Er rief es fast durchs Telefon, konnte es selbst nicht glauben, dass er das tat: „Nein, warte noch, bitte! Ich… ich war noch nicht ganz fertig. Aber ich bin mir nicht sicher, ob ich das am Telefon, ob ich es überhaupt sagen kann. Gib mir Zeit, ja?“

„Ian?“

„Ja?“

„Wie war das mit deiner Frau? Du hast nie viel davon erzählt.“

„Großer Gott, weil es einfach nichts zu erzählen gibt. Es war eine Ehe, die von vorneherein zum Scheitern verurteil war, wenn Penelope nicht überfahren worden wäre, hätten wir uns sicher über kurz oder lang scheiden lassen.“

„Gefühle?“

„Machst du Witze? Ich wusste damals wahrscheinlich nicht einmal, wie man dieses Wort buchstabiert.“

„Aber ihr habt doch… ich meine, ihr habt schon miteinander geschlafen, oder?“

„Casey!“

„Ich habe eine ganz normale Frage gestellt.“

„Natürlich haben wir das. Zumindest anfänglich.“

„Verstehe. Ich muss jetzt los, ich möchte nicht wieder zu spät kommen.“

Er knurrte in die Sprechmuschel: „Verdammte Zeitverschiebung.“

„Was hast du gesagt?“
“Nichts. Einen schönen Tag für dich.“

„Sonst noch etwas?“

„Nein… ja, warte!
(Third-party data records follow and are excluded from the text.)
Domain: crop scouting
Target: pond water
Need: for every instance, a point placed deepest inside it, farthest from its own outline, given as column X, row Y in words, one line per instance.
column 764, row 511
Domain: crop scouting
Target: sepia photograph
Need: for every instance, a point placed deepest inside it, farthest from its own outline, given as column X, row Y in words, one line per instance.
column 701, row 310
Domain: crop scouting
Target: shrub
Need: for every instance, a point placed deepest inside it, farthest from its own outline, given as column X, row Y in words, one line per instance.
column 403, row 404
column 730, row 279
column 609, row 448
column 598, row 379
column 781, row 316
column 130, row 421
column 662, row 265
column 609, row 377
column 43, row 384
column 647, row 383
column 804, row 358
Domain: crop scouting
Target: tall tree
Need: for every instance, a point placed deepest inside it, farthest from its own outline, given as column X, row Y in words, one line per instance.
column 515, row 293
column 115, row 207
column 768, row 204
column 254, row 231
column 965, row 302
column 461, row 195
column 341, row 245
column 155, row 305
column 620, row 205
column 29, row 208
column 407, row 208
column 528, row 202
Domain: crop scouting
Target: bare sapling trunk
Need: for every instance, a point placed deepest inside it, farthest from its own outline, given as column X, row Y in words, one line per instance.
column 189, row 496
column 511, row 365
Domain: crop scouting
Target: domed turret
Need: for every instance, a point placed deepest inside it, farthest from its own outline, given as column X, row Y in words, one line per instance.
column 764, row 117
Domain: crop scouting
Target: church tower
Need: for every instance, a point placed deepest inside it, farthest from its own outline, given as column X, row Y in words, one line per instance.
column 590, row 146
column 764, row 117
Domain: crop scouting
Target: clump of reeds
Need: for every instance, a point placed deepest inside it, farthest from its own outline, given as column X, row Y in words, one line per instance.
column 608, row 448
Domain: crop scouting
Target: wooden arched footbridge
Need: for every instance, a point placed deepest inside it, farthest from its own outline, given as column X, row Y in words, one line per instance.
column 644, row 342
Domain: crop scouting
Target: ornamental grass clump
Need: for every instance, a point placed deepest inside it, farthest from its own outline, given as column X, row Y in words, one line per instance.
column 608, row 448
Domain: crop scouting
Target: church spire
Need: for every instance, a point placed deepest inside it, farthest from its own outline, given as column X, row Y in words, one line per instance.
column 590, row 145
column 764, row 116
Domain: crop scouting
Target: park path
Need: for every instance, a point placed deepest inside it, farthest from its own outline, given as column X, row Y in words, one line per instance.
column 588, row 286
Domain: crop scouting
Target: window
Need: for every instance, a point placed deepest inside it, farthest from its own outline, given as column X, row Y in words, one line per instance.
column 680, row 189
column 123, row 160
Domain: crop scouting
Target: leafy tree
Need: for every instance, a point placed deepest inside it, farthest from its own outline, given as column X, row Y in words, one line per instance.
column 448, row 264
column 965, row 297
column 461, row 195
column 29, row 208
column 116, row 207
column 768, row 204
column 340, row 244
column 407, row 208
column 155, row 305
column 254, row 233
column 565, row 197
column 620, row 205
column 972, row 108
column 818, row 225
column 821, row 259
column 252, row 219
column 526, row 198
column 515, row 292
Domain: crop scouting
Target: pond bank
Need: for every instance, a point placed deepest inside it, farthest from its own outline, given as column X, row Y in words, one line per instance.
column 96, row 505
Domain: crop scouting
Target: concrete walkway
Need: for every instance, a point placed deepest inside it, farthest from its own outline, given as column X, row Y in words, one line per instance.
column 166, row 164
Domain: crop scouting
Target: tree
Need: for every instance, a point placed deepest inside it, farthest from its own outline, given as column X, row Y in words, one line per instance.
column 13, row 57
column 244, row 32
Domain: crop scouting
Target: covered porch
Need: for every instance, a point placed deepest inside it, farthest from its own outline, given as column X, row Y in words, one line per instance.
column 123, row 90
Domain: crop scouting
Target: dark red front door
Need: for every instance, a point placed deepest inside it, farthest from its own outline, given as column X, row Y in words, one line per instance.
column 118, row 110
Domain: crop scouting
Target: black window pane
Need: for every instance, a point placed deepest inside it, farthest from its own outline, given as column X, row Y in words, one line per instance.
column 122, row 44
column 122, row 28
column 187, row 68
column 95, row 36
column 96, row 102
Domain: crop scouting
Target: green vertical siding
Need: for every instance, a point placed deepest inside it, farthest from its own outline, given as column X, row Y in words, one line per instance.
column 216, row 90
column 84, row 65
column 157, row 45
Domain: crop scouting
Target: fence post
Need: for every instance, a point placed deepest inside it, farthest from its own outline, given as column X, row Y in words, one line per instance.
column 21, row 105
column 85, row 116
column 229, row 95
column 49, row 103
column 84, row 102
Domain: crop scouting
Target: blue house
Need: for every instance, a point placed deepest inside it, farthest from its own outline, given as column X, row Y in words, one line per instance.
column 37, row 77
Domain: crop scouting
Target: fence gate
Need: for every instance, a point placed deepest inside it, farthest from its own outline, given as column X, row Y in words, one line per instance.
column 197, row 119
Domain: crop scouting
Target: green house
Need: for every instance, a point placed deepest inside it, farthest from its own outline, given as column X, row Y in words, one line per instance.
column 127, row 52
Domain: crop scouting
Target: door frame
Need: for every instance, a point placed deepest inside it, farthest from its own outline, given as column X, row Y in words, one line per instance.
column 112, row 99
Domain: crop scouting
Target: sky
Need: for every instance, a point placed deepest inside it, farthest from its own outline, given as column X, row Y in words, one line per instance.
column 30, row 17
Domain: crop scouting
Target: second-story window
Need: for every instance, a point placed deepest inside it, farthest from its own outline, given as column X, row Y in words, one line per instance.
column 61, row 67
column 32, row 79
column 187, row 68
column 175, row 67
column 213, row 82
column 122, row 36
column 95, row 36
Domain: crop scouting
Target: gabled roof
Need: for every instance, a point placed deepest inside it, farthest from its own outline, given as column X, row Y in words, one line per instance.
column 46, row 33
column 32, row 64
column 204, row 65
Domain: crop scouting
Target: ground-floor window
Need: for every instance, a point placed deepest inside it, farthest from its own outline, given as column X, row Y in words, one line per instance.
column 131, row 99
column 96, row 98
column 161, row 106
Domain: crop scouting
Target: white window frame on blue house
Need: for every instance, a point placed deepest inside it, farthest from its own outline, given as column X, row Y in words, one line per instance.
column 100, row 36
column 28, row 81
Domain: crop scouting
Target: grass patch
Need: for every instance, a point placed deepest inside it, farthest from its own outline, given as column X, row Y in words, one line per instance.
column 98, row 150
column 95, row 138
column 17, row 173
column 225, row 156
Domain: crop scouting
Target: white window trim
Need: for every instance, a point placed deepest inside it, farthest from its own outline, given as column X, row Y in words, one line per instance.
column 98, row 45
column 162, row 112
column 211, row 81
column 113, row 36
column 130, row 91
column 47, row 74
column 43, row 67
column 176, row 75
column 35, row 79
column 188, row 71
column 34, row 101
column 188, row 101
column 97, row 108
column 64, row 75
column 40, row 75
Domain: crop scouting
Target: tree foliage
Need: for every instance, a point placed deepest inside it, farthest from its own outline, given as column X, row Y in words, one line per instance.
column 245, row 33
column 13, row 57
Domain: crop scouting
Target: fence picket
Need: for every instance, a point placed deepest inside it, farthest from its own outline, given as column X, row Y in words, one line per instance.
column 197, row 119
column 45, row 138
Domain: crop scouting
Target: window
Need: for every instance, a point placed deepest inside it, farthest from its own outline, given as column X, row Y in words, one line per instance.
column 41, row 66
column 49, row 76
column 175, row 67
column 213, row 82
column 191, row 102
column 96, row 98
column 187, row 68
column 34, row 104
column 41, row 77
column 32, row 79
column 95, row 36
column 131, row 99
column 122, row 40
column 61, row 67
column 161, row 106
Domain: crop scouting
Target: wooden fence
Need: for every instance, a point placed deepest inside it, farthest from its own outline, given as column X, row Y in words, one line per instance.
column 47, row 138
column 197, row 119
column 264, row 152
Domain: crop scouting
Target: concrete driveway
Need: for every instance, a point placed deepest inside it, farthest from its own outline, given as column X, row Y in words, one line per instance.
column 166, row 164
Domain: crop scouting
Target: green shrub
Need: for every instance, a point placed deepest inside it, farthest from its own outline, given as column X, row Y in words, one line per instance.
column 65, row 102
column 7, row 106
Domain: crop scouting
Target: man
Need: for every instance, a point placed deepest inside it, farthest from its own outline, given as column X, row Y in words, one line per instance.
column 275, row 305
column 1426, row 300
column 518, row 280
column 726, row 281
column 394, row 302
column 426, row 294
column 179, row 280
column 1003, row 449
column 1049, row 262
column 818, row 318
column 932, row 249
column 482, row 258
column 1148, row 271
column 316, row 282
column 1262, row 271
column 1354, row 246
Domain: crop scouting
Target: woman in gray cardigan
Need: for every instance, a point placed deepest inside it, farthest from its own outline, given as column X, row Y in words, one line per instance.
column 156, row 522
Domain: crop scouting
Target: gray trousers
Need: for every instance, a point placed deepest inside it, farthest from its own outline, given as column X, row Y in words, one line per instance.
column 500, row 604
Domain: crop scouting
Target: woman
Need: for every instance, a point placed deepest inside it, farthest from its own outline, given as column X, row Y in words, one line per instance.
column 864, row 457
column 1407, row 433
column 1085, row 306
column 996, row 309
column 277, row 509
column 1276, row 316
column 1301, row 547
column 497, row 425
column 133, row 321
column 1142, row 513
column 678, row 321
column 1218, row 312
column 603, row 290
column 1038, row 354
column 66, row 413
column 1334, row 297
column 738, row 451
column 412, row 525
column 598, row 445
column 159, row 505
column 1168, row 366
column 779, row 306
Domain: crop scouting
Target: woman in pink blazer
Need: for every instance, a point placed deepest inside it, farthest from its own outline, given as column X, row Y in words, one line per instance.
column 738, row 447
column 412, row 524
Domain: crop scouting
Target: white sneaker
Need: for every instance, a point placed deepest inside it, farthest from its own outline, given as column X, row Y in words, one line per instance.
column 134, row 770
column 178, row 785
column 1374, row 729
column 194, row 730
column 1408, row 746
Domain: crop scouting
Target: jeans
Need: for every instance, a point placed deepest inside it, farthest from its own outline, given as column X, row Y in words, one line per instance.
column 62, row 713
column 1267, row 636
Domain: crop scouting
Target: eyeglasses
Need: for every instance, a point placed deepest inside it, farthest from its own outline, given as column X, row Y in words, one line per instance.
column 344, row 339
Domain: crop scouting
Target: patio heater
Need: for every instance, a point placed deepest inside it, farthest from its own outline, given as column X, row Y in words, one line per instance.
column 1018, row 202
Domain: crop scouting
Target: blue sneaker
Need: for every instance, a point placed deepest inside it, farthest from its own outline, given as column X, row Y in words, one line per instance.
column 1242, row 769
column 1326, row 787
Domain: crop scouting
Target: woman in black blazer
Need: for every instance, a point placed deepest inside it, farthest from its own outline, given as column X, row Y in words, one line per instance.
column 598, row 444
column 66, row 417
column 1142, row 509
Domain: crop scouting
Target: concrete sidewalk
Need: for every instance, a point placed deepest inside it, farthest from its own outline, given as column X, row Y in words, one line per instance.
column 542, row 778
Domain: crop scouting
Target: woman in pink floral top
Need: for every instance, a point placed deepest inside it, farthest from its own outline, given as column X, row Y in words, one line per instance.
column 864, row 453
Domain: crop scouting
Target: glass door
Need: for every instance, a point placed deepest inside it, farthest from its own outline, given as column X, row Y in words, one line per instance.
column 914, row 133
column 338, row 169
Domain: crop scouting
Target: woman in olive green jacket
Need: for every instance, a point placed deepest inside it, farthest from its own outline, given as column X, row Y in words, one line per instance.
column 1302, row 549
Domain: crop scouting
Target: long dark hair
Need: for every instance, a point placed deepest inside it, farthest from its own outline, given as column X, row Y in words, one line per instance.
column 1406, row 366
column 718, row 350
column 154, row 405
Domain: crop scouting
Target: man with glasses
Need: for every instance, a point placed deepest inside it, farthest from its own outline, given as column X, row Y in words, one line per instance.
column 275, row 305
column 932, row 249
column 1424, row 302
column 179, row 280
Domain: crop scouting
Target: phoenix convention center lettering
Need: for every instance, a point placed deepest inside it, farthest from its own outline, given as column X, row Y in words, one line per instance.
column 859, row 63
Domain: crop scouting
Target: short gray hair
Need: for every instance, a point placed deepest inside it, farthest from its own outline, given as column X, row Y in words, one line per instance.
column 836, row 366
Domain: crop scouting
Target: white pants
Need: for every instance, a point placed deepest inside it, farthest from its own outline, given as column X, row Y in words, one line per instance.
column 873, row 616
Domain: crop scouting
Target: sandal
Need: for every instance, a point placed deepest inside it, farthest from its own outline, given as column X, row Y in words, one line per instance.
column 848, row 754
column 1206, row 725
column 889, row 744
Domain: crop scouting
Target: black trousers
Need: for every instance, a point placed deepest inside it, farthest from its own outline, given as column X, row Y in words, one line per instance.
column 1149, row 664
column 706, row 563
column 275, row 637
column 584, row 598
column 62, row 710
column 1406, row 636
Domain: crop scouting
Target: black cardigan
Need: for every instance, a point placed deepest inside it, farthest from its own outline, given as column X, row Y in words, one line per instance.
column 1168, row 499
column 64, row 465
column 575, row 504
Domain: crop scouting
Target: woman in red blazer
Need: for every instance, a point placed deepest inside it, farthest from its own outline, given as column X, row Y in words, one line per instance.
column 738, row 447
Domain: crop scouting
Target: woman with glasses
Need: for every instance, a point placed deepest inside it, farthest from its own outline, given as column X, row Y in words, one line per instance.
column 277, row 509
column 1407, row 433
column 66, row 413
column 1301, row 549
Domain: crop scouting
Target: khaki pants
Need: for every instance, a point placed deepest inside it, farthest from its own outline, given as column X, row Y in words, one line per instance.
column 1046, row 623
Ich möchte dir noch sagen, dass…, dass… mein Gott Casey, so hilf mir doch!“

Sie stieß einen kurzen, undeutlichen Laut aus: „Ian Dunross, du bist Tai Pan des Noble House und bringst es nicht fertig, mir über den pazifischen Ozean hinweg etwas Nettes, Gefühlvolles zu sagen? Armer Tai Pan! Du hast mir gesagt, dass du mich vermisst, du hast mir gesagt, dass du dich nach mir sehnst. Was kann da noch folgen? Welches Stichwort verlangst du von mir? Nein, auch wenn ich weiß, wie schwer dir das alles fällt, weil deine Erziehung sich keinen Deut um deine Gefühlswelt gekümmert hat, aber da musst du nun ganz alleine durch, du musst früher oder später über deinen eigenen Schatten springen. Mach’s gut Ian. Grüße bitte Orlanda von mir und sage ihr, dass ich mich auf sie freue!

„Casey, also gut…“ er hörte den Klick in der Leitung, sie hatte aufgelegt. Er ging miserabel gelaunt ins Bett.